Galbryn laughed. “Right now, she seems the better of the two options!”
 
* * * *

 Branca turned sideways then faced forwards in front of the mirror again. She wondered whether her rose pink cocktail dress would do for the party. She’d almost decided upon her black one, but its low cut wouldn’t be suitable in front of Hugo’s elderly mother.
Glancing out of the bedroom window, she saw the early winter darkness. If she had the time, she would have wrapped up and gone for a walk, to unwind before dinner. But that wasn’t possible now.
She zipped up the pink dress and turned her attention to her dark brown hair. Glancing in the mirror, she brushed the short strands and arranged six diamante clips over the top of her head. The effect was attractive. The sparkle of the clips seemed to light up the whole of her face, masking the tiredness she felt after such a busy day of teaching.
Her mobile phone ringing waylaid her stepping into a mist of perfume. Stretching and striding, she swiped it off the dresser and got back into the mist, just before it floated too far down to envelope the upper part of her body.
“May I offer Cinderella a lift, so she gets to the ball on time?”
“Mike! Yes I’d love a lift. It’s the least you can do for forgetting to remind me about tonight. Besides, I don’t fancy driving in these heels, my dress is tight and I’m dead beat.”
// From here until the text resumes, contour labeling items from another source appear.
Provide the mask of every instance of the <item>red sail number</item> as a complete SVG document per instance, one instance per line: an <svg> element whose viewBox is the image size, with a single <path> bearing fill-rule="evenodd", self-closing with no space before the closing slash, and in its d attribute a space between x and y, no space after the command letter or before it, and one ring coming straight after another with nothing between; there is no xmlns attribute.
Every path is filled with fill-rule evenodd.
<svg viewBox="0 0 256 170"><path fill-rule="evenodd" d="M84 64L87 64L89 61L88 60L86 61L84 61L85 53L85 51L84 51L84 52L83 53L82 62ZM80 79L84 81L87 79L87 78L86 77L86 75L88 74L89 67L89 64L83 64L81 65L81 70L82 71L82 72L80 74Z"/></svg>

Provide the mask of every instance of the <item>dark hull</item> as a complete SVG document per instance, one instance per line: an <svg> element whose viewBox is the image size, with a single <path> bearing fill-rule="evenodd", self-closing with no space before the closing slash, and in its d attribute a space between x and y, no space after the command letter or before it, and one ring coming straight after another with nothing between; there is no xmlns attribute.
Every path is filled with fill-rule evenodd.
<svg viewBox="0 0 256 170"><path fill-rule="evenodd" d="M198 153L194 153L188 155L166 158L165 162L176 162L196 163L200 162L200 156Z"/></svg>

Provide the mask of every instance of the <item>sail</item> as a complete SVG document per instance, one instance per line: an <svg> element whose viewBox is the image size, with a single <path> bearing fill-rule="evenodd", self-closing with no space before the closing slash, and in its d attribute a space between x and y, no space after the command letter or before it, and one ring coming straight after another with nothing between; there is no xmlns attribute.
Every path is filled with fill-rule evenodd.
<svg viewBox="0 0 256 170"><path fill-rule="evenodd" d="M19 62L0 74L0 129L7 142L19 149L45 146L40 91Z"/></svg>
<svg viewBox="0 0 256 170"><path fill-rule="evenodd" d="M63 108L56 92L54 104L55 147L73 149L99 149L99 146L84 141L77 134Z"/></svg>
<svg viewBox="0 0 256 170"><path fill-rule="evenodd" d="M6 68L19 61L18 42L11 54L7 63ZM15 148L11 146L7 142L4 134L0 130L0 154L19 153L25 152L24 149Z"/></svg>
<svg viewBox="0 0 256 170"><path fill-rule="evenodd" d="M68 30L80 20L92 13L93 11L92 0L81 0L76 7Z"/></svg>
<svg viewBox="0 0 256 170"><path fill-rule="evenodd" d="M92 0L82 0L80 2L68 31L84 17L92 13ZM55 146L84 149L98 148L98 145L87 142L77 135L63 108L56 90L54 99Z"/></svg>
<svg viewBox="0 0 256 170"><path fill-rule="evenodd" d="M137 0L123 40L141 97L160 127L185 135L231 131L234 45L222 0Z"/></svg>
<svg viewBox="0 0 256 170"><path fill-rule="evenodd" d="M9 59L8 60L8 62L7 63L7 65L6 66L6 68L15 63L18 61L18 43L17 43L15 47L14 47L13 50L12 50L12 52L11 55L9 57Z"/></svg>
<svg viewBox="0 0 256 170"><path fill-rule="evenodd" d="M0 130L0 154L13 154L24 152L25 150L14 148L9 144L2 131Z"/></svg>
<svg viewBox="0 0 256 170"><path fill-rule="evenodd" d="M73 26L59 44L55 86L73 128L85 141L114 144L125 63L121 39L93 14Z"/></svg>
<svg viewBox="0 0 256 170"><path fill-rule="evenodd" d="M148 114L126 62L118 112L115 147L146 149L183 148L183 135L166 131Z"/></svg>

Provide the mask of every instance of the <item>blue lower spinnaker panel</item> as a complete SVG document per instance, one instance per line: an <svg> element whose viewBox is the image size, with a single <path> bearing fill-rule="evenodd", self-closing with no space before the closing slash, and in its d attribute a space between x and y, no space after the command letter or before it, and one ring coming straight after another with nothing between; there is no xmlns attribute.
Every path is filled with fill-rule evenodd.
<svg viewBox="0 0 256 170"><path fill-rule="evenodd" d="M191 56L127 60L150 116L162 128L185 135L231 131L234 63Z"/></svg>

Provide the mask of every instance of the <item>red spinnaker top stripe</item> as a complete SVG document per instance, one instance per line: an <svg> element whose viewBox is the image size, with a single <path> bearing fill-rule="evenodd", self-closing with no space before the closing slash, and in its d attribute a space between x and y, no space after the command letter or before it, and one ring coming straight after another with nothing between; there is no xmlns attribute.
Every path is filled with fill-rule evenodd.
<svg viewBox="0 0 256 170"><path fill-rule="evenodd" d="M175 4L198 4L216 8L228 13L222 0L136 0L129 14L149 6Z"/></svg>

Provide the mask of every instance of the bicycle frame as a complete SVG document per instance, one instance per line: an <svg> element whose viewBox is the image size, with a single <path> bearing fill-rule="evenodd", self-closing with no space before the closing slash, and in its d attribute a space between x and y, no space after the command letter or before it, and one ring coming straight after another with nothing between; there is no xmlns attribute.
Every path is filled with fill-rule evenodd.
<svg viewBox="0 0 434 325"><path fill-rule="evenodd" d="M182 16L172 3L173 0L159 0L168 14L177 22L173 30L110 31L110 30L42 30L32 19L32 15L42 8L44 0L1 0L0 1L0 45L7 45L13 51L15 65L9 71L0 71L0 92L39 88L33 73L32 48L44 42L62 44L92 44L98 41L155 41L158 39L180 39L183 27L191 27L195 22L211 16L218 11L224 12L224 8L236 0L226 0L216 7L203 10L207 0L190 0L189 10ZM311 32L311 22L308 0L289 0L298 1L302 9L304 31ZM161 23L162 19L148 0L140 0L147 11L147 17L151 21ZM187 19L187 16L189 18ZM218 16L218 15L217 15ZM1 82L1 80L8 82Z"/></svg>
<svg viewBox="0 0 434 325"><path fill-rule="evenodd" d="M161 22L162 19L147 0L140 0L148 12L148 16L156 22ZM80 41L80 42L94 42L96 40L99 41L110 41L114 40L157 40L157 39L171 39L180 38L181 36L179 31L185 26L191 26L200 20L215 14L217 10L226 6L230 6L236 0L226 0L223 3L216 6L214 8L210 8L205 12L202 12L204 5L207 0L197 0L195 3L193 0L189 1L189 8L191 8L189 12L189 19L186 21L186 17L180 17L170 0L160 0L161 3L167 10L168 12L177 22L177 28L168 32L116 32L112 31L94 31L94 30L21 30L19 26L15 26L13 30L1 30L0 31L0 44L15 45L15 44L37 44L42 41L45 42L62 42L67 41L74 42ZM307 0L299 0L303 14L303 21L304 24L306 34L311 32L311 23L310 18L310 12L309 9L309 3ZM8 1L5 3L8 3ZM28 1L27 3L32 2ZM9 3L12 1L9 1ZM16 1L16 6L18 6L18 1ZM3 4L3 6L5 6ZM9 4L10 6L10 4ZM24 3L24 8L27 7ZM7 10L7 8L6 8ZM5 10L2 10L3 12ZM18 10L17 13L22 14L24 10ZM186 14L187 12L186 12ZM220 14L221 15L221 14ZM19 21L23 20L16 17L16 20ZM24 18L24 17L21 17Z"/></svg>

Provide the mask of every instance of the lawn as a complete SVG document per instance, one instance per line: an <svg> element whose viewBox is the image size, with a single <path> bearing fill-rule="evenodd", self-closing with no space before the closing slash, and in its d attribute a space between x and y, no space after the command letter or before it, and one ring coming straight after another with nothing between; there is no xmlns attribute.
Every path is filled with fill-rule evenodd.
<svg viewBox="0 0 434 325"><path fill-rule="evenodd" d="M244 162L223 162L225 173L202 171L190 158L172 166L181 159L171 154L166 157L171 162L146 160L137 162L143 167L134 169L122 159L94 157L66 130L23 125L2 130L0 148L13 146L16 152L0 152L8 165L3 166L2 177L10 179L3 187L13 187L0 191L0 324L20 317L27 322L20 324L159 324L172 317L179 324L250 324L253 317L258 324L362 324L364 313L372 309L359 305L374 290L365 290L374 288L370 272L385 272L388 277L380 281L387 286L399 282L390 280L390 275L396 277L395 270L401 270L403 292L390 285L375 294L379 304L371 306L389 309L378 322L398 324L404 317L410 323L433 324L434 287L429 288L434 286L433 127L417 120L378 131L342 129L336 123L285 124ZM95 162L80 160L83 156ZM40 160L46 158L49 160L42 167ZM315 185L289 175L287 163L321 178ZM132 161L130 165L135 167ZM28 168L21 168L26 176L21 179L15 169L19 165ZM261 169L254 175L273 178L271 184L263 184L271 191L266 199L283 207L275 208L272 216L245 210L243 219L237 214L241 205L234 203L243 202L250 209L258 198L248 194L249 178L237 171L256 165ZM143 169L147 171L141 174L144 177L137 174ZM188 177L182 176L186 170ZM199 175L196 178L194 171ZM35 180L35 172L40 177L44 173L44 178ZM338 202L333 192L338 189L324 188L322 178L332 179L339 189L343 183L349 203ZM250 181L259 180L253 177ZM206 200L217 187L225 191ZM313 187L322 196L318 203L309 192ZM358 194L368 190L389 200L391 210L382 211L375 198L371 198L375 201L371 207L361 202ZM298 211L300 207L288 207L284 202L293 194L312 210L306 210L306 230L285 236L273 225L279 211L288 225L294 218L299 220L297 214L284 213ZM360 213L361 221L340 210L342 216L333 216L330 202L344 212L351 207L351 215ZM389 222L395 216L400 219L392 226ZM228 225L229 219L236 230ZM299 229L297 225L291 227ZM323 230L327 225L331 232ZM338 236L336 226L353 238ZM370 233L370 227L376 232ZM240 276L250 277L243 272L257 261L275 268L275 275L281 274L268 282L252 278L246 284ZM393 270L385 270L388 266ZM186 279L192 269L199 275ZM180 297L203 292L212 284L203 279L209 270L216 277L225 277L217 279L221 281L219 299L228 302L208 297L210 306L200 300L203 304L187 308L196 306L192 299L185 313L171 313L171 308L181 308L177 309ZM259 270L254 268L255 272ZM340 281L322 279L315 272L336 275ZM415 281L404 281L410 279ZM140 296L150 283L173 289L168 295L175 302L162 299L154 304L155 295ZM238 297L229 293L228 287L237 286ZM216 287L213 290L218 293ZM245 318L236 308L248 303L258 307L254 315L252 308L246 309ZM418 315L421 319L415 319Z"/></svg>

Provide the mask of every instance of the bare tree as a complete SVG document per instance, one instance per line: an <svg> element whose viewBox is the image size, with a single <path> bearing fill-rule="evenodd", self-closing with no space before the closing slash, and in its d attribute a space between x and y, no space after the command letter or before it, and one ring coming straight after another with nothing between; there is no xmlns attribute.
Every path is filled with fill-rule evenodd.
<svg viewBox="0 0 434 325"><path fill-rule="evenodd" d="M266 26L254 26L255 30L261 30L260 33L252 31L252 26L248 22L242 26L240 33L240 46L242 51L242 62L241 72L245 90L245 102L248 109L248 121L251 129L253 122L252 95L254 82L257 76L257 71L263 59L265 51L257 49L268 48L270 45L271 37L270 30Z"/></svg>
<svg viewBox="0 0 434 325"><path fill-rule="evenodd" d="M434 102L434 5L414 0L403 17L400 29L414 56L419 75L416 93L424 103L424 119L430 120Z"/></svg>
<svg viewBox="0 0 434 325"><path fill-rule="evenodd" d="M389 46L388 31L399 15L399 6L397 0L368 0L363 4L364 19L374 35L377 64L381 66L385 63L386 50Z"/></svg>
“My-my, she complains, even though the crystal coach awaits and the frog is due to turn into a handsome prince at midnight in order to pay very special attention to that tight dress.”
She laughed for a moment. “You’re mixing your fairy-tales, and taking up too much time talking, when you could be making better use of it coming here to get me.”
“Message received. Be there in thirty minutes.”
After gathering up her bag and coat, she walked through to the lounge. The anniversary present for the party was in the cupboard. She got it and settled into an armchair. Oscar, her cat, poised himself to jump up, but she discouraged him with a pointed finger and a firm, “No! Not with me in this dress.” He settled himself into a curled ball at her feet instead.
She leaned back in the chair and closed her eyes. Moments later, she jolted out of her snooze with the sound of Oscar’s spitting. Glancing downwards, she saw his arched back. He also paced sideways as cats do when they want to appear more formidable.Now alarmed, she nevertheless scoffed at herself and looked around the room. “You silly old thing!” she said. “There’s nothing here.” She bent to give the cat a reassuring stroke, but he shot to the end of the room, and sat by the door leading off to the kitchen.
“Want to dive out into the night, to escape from an imaginary foe?” She opened the door and, like an indulgent mother, watched him cross the kitchen and disappear through the cat-flap.
At that moment,something encircled her from behind and gripped her waist. Upon hearing the sound of spraying liquid, a horrible recollection came to her of being taken this way three months before, by the same strange creatures. They had taken her into a craft, run tests on her and deposited her back again as if nothing had happened. Consequently, she’d gone to work the next morning shell-shocked but unable to tell anyone lest she be thought quite mad.
Now, before she could even turn around, to look again at the same oval faces and the small dark eyes, she once again drifted away into blackness.